Draft bill would allow Sasra to regulate housing, land cooperatives

Sasra chair John Munuve
munuve
Photo credit: File | Nation Media Group

Housing and land cooperatives are facing strict government regulations as they grapple with investment fraud reaching into billions of shillings.

A sessional paper submitted by the Cabinet to the National Assembly recommends radical policy reforms, in response to fraud cases in which entities masquerading as legitimate investment cooperatives stole billions from Kenyans.

Agriculture Cabinet Secretary Peter Munya says a task force established to implement the national cooperatives policy has created a draft bill that will include investment and land cooperatives among businesses to be regulated by the Sacco Societies Regulatory Authority (Sasra).

“We need to change the law to bring those investing in the housing and land sectors under regulation.... Right now you can invest and take the money and very little will happen to you because the regulations are very weak,” Mr Munya said.

“That will bring order in the house and land-buying cooperative societies, where we have a lot of mess and some of them go to court to prevent us from doing anything.”

The proposed changes come as thousands of Kenyans have been duped into investing their lifetime savings in entities that promise huge returns only for the entities to close and disappear with investors’ cash.

More than 200,000 Kenyans have fallen prey to such fraudsters, some of whom still continue to operate and who sue anyone who attempts to expose them.

Mr Munya said Sasra had been sued by some of the entities after it tried to monitor their operations.

“Whereas the government is going to do its part in providing prudential oversight, members of the public must equally do their part in exercising utmost due diligence before transacting with any entity purporting to be a sacco,” he said.

He was speaking during the awarding of certificates to 25 Non-Deposit Taking Saccos by Sasra, following the June 30 deadline for the category of saccos to apply for certification.

Non-Deposit Taking Saccos keeping at least Sh100 million in members’ savings and deposits have been under Sasra regulation since January 1, 2021. The saccos had been given six months to apply for certification.

But out of 157 saccos that submitted applications by the June 30 deadline, only the 25 were issued certificates, with the authority saying many rushed to register at the last minute.

“Many of them rushed to submit applications on the last day and so processing the applications is ongoing, in different stages. The board has 90 days to complete the exercise,” said Sasra chairman John Munuve.

Of the 25, six are in the public sector, 16 in the private sector and three community-based. They hold investor money ranging between Sh120 million and Sh5.3 billion.

Mr Munya said that lack of regulation in the sub-sector over the past decade created loopholes that allowed the rise of cons in the industry. This is because since its establishment, Sasra has only been regulating Deposit-Taking Saccos.

“This legal lacuna created room for mischief in the public arena - by many sacco-like styled entities collecting savings from members of the public, promising good returns, only to disappear with such savings,” he said.

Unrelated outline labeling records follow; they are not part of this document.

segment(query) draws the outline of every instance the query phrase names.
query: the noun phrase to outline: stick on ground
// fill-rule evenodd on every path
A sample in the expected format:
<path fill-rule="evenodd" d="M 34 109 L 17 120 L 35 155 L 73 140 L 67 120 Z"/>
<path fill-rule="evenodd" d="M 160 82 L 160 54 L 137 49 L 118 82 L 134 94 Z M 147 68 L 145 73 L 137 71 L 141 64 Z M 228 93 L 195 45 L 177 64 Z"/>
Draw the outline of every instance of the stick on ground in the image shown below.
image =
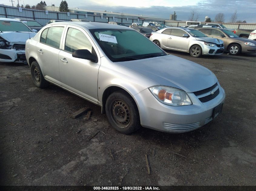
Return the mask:
<path fill-rule="evenodd" d="M 148 163 L 148 156 L 147 154 L 145 155 L 146 157 L 146 163 L 147 164 L 147 168 L 148 168 L 148 174 L 150 174 L 150 167 L 149 167 L 149 164 Z"/>
<path fill-rule="evenodd" d="M 89 139 L 87 140 L 87 141 L 90 141 L 91 139 L 92 138 L 93 138 L 94 136 L 95 136 L 95 135 L 98 134 L 98 133 L 99 132 L 99 131 L 98 131 L 97 132 L 94 133 L 94 134 L 91 137 L 89 138 Z"/>

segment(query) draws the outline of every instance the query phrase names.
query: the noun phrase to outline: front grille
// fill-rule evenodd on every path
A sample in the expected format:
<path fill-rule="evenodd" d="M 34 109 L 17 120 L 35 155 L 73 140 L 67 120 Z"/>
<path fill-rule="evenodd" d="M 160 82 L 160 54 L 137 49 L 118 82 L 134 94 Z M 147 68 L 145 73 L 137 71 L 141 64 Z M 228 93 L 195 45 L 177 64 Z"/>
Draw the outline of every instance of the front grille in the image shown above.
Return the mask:
<path fill-rule="evenodd" d="M 204 90 L 200 90 L 200 91 L 197 91 L 193 92 L 193 93 L 196 96 L 199 96 L 199 95 L 205 94 L 206 93 L 210 91 L 211 90 L 212 90 L 214 89 L 214 88 L 215 88 L 215 87 L 217 86 L 217 83 L 216 83 L 214 85 L 211 87 L 205 89 Z"/>
<path fill-rule="evenodd" d="M 218 95 L 219 93 L 220 90 L 219 88 L 218 88 L 218 89 L 215 91 L 215 92 L 214 92 L 213 94 L 211 94 L 205 97 L 203 97 L 199 98 L 199 99 L 201 102 L 203 103 L 207 102 L 215 97 Z"/>
<path fill-rule="evenodd" d="M 25 45 L 15 44 L 12 46 L 12 48 L 18 50 L 25 50 Z"/>
<path fill-rule="evenodd" d="M 223 45 L 223 44 L 217 44 L 217 47 L 224 47 L 224 45 Z"/>

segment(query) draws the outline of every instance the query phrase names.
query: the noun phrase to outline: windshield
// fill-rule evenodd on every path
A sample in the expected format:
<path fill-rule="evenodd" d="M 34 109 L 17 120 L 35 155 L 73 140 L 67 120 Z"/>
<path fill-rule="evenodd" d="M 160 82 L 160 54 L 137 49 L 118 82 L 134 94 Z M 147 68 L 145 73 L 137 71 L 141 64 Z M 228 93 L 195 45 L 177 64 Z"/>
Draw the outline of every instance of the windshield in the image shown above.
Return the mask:
<path fill-rule="evenodd" d="M 207 36 L 201 32 L 197 30 L 185 29 L 189 34 L 194 37 L 207 37 Z"/>
<path fill-rule="evenodd" d="M 102 50 L 112 62 L 167 55 L 148 38 L 133 30 L 96 29 L 90 31 Z"/>
<path fill-rule="evenodd" d="M 223 30 L 222 31 L 230 38 L 238 38 L 239 37 L 231 30 Z"/>
<path fill-rule="evenodd" d="M 36 21 L 22 21 L 22 22 L 26 25 L 29 27 L 42 27 L 40 24 Z"/>
<path fill-rule="evenodd" d="M 153 30 L 149 28 L 142 29 L 140 31 L 141 33 L 152 33 L 152 32 Z"/>
<path fill-rule="evenodd" d="M 0 31 L 33 32 L 23 23 L 10 21 L 0 21 Z"/>
<path fill-rule="evenodd" d="M 224 29 L 226 29 L 227 27 L 223 24 L 220 24 L 220 25 Z"/>

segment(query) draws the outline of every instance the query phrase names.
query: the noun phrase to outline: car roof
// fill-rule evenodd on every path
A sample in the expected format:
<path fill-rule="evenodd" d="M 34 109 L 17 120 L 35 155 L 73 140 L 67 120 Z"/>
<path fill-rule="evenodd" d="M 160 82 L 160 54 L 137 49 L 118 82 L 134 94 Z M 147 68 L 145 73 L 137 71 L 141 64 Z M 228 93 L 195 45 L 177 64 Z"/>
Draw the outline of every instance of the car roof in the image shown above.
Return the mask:
<path fill-rule="evenodd" d="M 0 21 L 15 21 L 16 22 L 20 22 L 20 21 L 14 19 L 9 19 L 8 18 L 0 18 Z"/>
<path fill-rule="evenodd" d="M 51 23 L 49 25 L 55 25 L 63 24 L 76 26 L 88 29 L 124 29 L 127 30 L 132 30 L 131 28 L 121 25 L 112 24 L 108 23 L 103 23 L 97 22 L 58 22 L 55 23 Z"/>

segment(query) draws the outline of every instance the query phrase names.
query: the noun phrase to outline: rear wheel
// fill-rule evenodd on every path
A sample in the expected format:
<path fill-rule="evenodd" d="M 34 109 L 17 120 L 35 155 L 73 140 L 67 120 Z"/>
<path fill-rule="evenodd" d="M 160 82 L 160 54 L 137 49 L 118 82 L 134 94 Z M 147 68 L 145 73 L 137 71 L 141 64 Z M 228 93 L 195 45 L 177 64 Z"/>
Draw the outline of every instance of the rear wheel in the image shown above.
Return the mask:
<path fill-rule="evenodd" d="M 241 52 L 241 47 L 238 44 L 233 44 L 228 47 L 228 51 L 229 54 L 234 56 L 237 55 Z"/>
<path fill-rule="evenodd" d="M 106 102 L 108 121 L 118 131 L 129 134 L 141 127 L 137 106 L 130 95 L 124 91 L 111 94 Z"/>
<path fill-rule="evenodd" d="M 202 49 L 199 45 L 194 45 L 190 48 L 189 53 L 192 57 L 198 58 L 202 55 Z"/>
<path fill-rule="evenodd" d="M 40 67 L 36 61 L 34 61 L 31 63 L 30 71 L 32 80 L 36 86 L 39 88 L 44 88 L 49 85 L 49 82 L 44 78 Z"/>
<path fill-rule="evenodd" d="M 160 43 L 159 42 L 159 41 L 158 40 L 153 40 L 153 42 L 159 47 L 161 47 Z"/>

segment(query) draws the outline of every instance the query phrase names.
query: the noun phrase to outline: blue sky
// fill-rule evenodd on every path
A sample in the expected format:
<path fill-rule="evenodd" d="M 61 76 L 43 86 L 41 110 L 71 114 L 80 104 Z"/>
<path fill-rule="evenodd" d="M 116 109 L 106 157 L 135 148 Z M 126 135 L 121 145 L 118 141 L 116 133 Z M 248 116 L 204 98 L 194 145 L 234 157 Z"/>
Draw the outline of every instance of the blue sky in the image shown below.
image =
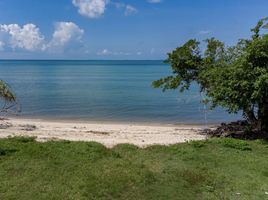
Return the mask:
<path fill-rule="evenodd" d="M 0 59 L 164 59 L 266 16 L 267 0 L 0 0 Z"/>

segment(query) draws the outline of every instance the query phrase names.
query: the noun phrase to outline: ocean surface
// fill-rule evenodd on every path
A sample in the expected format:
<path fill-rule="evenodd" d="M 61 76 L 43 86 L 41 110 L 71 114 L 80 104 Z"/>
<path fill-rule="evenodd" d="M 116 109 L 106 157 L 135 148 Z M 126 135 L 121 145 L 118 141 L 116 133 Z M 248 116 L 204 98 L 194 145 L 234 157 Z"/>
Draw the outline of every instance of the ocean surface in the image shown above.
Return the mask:
<path fill-rule="evenodd" d="M 211 124 L 239 119 L 209 111 L 199 88 L 163 93 L 152 81 L 170 74 L 162 61 L 0 61 L 21 117 L 112 122 Z"/>

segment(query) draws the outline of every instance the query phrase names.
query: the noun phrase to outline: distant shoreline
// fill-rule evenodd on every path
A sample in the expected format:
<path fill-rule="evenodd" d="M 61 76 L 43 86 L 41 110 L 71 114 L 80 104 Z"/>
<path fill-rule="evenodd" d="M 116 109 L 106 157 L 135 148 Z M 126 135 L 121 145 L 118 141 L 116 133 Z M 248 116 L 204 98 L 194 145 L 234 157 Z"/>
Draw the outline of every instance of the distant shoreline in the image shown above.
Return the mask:
<path fill-rule="evenodd" d="M 1 120 L 0 124 L 0 138 L 30 136 L 36 137 L 40 142 L 94 141 L 107 147 L 122 143 L 147 147 L 203 140 L 206 136 L 201 134 L 201 131 L 207 128 L 198 125 L 145 125 L 19 118 Z"/>

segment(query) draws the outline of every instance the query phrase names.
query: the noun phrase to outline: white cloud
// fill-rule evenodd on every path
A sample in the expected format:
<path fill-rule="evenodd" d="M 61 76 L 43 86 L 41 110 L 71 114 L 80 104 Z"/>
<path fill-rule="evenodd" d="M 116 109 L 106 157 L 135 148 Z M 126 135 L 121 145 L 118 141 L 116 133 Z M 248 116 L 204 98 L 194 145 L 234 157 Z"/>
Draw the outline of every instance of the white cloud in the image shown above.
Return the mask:
<path fill-rule="evenodd" d="M 71 41 L 81 41 L 84 30 L 73 22 L 57 22 L 48 47 L 64 46 Z"/>
<path fill-rule="evenodd" d="M 0 50 L 23 49 L 27 51 L 57 51 L 67 45 L 78 44 L 84 30 L 73 22 L 58 22 L 50 41 L 39 31 L 34 24 L 0 24 Z"/>
<path fill-rule="evenodd" d="M 6 34 L 6 43 L 13 49 L 21 48 L 29 51 L 39 49 L 44 42 L 44 36 L 34 24 L 25 24 L 20 27 L 18 24 L 0 24 L 0 33 Z M 2 48 L 4 42 L 2 41 Z"/>
<path fill-rule="evenodd" d="M 210 30 L 202 30 L 202 31 L 198 32 L 199 35 L 207 35 L 207 34 L 210 34 L 210 33 L 211 33 Z"/>
<path fill-rule="evenodd" d="M 161 3 L 162 0 L 147 0 L 149 3 Z"/>
<path fill-rule="evenodd" d="M 88 18 L 98 18 L 105 12 L 108 0 L 72 0 L 79 14 Z"/>
<path fill-rule="evenodd" d="M 138 12 L 138 10 L 134 6 L 126 5 L 126 8 L 125 8 L 125 15 L 126 16 L 133 15 L 137 12 Z"/>

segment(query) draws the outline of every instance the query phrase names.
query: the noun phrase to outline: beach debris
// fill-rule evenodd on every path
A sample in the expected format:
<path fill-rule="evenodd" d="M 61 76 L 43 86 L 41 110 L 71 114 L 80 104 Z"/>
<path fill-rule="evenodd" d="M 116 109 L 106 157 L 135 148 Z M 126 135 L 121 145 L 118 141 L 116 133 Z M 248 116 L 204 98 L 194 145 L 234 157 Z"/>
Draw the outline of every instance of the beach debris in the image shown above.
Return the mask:
<path fill-rule="evenodd" d="M 20 127 L 22 127 L 21 130 L 23 131 L 34 131 L 37 129 L 35 125 L 31 125 L 31 124 L 20 125 Z"/>
<path fill-rule="evenodd" d="M 10 128 L 10 127 L 12 127 L 13 125 L 11 124 L 11 123 L 9 123 L 9 122 L 1 122 L 0 123 L 0 129 L 7 129 L 7 128 Z"/>
<path fill-rule="evenodd" d="M 222 123 L 216 128 L 202 130 L 201 134 L 211 137 L 231 137 L 240 139 L 258 139 L 267 137 L 267 134 L 250 128 L 247 121 L 236 121 L 228 124 Z"/>
<path fill-rule="evenodd" d="M 105 132 L 105 131 L 87 131 L 87 133 L 93 133 L 96 135 L 110 135 L 109 132 Z"/>

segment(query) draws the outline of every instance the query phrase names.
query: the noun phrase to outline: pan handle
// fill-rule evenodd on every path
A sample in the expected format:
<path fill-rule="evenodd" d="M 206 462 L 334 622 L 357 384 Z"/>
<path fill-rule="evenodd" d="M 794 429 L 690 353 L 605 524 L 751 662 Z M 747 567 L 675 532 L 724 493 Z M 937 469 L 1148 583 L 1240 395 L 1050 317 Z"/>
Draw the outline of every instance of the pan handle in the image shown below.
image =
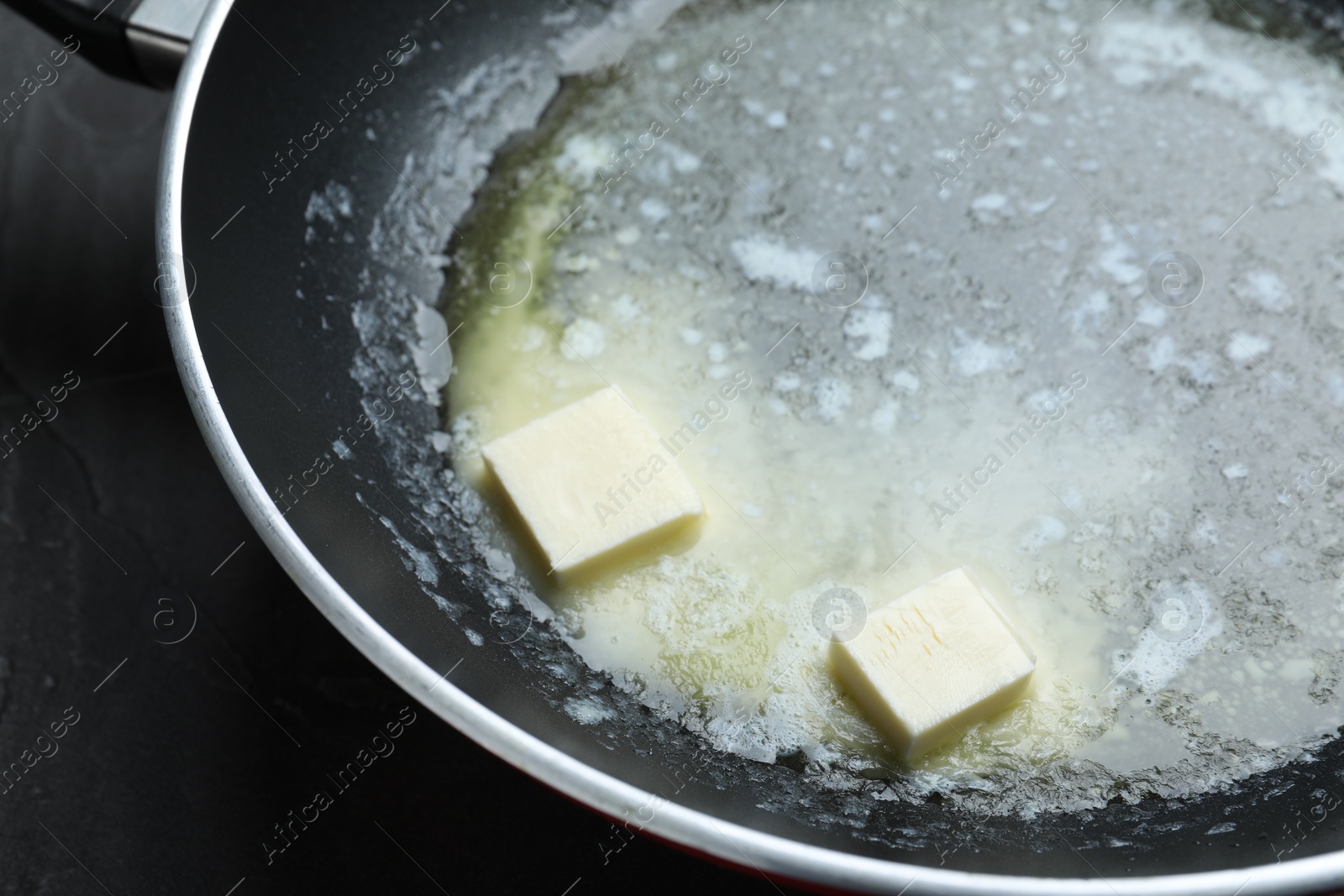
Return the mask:
<path fill-rule="evenodd" d="M 108 74 L 171 89 L 208 0 L 0 0 Z"/>

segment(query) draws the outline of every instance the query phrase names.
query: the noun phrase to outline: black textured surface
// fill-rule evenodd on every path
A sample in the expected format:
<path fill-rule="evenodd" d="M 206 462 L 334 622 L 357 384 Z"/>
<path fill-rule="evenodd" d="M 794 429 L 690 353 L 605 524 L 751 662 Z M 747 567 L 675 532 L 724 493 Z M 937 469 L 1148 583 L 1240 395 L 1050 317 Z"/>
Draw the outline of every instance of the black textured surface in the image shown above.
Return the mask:
<path fill-rule="evenodd" d="M 0 7 L 3 93 L 56 46 Z M 348 790 L 328 780 L 411 701 L 265 551 L 187 408 L 149 301 L 167 103 L 74 59 L 0 122 L 0 430 L 79 383 L 0 457 L 0 768 L 78 713 L 3 785 L 0 889 L 775 892 L 617 852 L 421 708 Z M 267 864 L 317 790 L 332 805 Z"/>

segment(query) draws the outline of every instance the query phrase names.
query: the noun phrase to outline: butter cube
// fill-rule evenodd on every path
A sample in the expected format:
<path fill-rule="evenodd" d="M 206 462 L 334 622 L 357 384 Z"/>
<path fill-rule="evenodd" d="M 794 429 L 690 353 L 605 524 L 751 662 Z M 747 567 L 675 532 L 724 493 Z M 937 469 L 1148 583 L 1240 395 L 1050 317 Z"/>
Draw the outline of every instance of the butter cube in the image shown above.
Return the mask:
<path fill-rule="evenodd" d="M 1017 700 L 1036 654 L 968 567 L 868 615 L 831 666 L 902 759 L 913 759 Z"/>
<path fill-rule="evenodd" d="M 563 575 L 700 516 L 695 486 L 614 388 L 538 418 L 481 454 Z"/>

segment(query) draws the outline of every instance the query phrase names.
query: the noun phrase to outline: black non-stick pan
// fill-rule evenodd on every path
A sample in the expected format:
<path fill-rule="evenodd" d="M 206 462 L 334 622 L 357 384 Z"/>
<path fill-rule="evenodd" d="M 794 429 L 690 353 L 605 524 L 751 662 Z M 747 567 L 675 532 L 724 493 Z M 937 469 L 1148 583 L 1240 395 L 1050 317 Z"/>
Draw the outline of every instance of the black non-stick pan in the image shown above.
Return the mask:
<path fill-rule="evenodd" d="M 136 7 L 121 0 L 93 32 L 97 9 L 28 12 L 54 32 L 85 28 L 98 62 L 146 79 L 171 79 L 183 46 L 156 26 L 128 43 Z M 882 780 L 821 787 L 786 763 L 710 750 L 586 668 L 542 607 L 499 599 L 473 520 L 438 500 L 452 485 L 429 434 L 445 408 L 423 388 L 392 403 L 372 387 L 407 372 L 434 384 L 448 353 L 429 357 L 438 330 L 418 329 L 417 305 L 442 301 L 445 275 L 425 258 L 446 251 L 493 154 L 555 95 L 555 42 L 612 15 L 564 0 L 215 0 L 203 12 L 163 153 L 159 296 L 210 449 L 304 592 L 485 750 L 632 832 L 781 880 L 911 895 L 1344 885 L 1335 815 L 1290 854 L 1271 846 L 1344 787 L 1339 740 L 1184 799 L 1032 818 L 876 799 Z M 496 82 L 465 87 L 477 69 Z M 351 427 L 359 443 L 336 457 Z M 620 712 L 597 724 L 564 712 L 593 693 Z M 1206 833 L 1227 822 L 1235 834 Z"/>

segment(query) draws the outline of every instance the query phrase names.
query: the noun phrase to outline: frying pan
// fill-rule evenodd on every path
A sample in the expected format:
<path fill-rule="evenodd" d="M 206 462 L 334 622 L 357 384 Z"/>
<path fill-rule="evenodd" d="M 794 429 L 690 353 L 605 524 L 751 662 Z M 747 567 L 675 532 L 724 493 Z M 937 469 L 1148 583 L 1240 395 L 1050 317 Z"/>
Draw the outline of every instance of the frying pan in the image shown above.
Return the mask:
<path fill-rule="evenodd" d="M 1344 787 L 1340 740 L 1313 762 L 1199 798 L 973 818 L 938 799 L 878 799 L 882 782 L 823 789 L 785 764 L 711 751 L 587 669 L 543 606 L 505 595 L 476 551 L 474 520 L 444 500 L 457 488 L 430 439 L 444 408 L 415 387 L 390 403 L 386 388 L 407 371 L 417 386 L 442 375 L 446 353 L 431 349 L 446 332 L 419 305 L 439 301 L 444 273 L 426 259 L 469 211 L 492 153 L 552 97 L 573 62 L 556 58 L 556 39 L 575 20 L 618 13 L 534 0 L 212 0 L 176 17 L 164 8 L 22 7 L 58 36 L 81 30 L 99 64 L 157 82 L 172 79 L 199 15 L 157 212 L 159 297 L 181 379 L 269 548 L 425 707 L 632 832 L 818 889 L 1344 887 L 1333 819 L 1288 860 L 1270 845 L 1320 794 Z M 341 98 L 375 66 L 395 78 L 344 116 Z M 485 69 L 492 78 L 473 78 Z M 324 121 L 331 133 L 319 133 Z M 374 418 L 353 451 L 333 454 L 335 439 Z M 620 712 L 579 724 L 564 705 L 586 695 Z M 1234 836 L 1206 834 L 1228 821 Z"/>

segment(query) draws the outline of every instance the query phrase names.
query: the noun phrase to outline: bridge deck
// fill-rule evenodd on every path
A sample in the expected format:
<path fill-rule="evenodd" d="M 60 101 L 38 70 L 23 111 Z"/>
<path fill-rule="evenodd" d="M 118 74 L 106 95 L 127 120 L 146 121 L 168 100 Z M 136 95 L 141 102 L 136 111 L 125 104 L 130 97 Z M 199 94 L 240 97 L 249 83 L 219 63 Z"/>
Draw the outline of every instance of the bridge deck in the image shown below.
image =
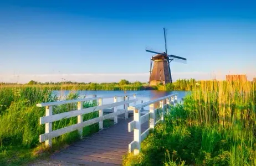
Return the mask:
<path fill-rule="evenodd" d="M 132 117 L 119 118 L 118 123 L 74 143 L 52 158 L 85 165 L 121 165 L 122 155 L 128 153 L 128 145 L 133 141 L 133 132 L 128 132 L 128 123 L 132 120 Z M 148 122 L 142 124 L 141 132 L 148 128 Z"/>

“The unfortunate incident relating to an entity that called itself Ekeza Sacco and which caused a lot of misery to members of the public is still very fresh in our minds.” 

The Sacco Societies (Non-Deposit Taking Business) Regulations, 2020, which came into force on January 1, 2021 and empowered Sasra to regulate the sub-sector are meant to ensure savings and deposits collected from the public are protected.

The regulations also prescribe minimum capital and liquidity requirements for the saccos, prohibit investments outside the sacco’s core mandate, provide strict loan collection practices to prevent loss of members’ funds and require the saccos to submit returns to Sasra periodically.